Given a starting distribution, calculate the minimum number of operations needed so that every colleague has the same number of pieces.

Example

arr = [1,1,5]

represents the starting numbers of pieces for each colleague. She can give 2 pieces to the first two and the distribution is then [3,3,5]. On the next round, she gives the same two 2 pieces each, and everyone has the same number: [5,5,5]. Return the number of rounds, 2.

#include <iostream>
#include <vector>
#include <algorithm>

// Function to calculate the number of operations required
// to make a number equal to target using only the operations [1, 2, 5]
int calcOps(int num, int target) {
    int diff = num - target;
    int operations = 0;

    // Adding 5's
    operations += diff / 5;
    diff %= 5;

    // Adding 2's
    operations += diff / 2;
    diff %= 2;

    // Adding 1's
    operations += diff;

    return operations;
}

int findMinOps(std::vector<int>& arr) {
    int minVal = *std::min_element(arr.begin(), arr.end());
    int minOps = INT_MAX;

    // Since we can reduce the minimum value by 1, 2, or 5, 
    // we check for each of these reductions.
    for (int base = 0; base <= 5; base++) {
        int currentOps = 0;

        for (int num : arr) {
            currentOps += calcOps(num, minVal - base);
        }

        minOps = std::min(minOps, currentOps);
    }

    return minOps;
}

int main() {
    std::vector<int> arr = {1, 1, 5};
    int result = findMinOps(arr);
    std::cout << "Minimum operations: " << result << std::endl;
    return 0;
}

Problem Analysis

You need to equalize the chocolates among colleagues using a minimal number of operations.

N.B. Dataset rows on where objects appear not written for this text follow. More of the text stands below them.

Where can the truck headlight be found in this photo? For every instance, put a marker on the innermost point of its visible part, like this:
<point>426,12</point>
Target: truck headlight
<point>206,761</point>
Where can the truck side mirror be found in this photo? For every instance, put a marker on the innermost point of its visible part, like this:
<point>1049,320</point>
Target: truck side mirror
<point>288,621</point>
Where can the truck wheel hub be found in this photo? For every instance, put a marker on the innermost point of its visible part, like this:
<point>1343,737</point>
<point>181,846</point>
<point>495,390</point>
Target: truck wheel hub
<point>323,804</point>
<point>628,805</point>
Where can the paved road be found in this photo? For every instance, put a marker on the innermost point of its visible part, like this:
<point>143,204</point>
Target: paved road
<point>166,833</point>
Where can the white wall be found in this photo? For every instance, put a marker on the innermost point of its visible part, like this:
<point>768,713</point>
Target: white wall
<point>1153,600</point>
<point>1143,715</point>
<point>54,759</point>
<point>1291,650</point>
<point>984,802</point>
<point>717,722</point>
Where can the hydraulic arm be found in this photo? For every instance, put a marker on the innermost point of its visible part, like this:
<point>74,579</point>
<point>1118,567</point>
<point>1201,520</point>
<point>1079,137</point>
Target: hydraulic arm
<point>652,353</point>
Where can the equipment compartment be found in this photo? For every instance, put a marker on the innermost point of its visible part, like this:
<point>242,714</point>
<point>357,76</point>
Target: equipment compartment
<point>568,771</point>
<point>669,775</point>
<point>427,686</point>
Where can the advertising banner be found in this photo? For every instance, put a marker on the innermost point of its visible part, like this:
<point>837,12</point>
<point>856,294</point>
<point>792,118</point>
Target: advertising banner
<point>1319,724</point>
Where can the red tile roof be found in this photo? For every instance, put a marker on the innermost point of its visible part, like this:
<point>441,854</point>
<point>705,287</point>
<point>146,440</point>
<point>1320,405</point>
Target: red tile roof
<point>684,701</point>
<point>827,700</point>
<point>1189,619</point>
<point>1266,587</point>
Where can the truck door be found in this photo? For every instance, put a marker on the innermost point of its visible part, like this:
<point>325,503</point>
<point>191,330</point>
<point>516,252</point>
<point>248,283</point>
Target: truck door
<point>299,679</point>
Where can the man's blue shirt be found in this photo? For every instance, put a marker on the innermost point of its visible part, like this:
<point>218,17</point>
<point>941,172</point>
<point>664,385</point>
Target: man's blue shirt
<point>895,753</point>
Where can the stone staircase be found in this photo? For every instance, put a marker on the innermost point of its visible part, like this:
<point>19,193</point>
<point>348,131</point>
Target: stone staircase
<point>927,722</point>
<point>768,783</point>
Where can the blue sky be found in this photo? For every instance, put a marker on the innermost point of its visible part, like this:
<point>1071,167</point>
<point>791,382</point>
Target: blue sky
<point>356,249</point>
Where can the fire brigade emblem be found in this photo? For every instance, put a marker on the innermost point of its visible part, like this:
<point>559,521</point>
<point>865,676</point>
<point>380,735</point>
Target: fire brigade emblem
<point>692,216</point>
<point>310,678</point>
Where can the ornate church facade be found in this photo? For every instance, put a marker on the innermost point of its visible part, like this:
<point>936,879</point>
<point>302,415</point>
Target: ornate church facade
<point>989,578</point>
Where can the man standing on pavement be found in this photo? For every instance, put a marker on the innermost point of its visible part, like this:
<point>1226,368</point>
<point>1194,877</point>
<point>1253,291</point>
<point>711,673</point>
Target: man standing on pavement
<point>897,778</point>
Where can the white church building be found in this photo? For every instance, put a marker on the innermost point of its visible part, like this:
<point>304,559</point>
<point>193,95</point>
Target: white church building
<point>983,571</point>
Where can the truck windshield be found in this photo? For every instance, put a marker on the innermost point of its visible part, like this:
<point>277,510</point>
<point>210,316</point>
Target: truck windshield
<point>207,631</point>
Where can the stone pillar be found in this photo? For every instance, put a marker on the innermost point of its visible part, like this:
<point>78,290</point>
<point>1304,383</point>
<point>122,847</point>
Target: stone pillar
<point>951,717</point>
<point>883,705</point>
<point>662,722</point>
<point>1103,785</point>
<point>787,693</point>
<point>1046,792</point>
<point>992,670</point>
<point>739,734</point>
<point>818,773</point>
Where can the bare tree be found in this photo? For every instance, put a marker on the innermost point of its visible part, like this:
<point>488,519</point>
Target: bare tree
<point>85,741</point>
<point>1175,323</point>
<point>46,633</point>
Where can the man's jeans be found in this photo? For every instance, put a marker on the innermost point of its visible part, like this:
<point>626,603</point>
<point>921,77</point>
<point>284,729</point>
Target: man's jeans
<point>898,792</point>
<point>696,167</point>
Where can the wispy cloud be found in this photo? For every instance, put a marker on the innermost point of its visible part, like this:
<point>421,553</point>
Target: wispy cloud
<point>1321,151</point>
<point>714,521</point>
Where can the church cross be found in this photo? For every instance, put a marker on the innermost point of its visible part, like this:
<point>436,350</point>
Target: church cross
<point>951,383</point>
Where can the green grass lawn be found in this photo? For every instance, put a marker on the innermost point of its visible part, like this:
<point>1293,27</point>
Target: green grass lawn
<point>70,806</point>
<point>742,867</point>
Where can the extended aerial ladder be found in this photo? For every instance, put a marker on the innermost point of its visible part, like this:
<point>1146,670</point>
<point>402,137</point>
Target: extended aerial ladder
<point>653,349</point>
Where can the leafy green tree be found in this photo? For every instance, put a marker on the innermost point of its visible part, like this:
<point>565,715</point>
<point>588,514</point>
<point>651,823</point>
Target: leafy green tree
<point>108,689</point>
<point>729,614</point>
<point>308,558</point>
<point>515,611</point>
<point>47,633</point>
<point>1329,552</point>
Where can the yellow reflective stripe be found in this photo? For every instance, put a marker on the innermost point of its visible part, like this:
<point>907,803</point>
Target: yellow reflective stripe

In each operation, you can add chocolates (1, 2, or 5) to all but one colleague.

Key Insight:

Instead of raising all numbers to the highest value, it’s more efficient to reduce them to the smallest value or even slightly below it, due to the operations [1, 2, 5] available.

Solution Approach

  • Identify Potential Targets: Start with the minimum value in the array. Also consider targets that are 1, 2, or 5 units below this minimum.
  • Calculate Operations for Each Target: For each target, calculate how many operations are needed to make all numbers in the array equal to that target.
  • Select Optimal Target: Pick the target that requires the fewest operations.

Code Breakdown

  • calcOps(): Computes the operations to convert a number to a target using [1, 2, 5].
  • findMinOps(): For each potential target (minimum and values slightly below), it calculates the total operations needed and returns the minimum.
  • main(): Initializes the array, invokes findMinOps, and prints the result.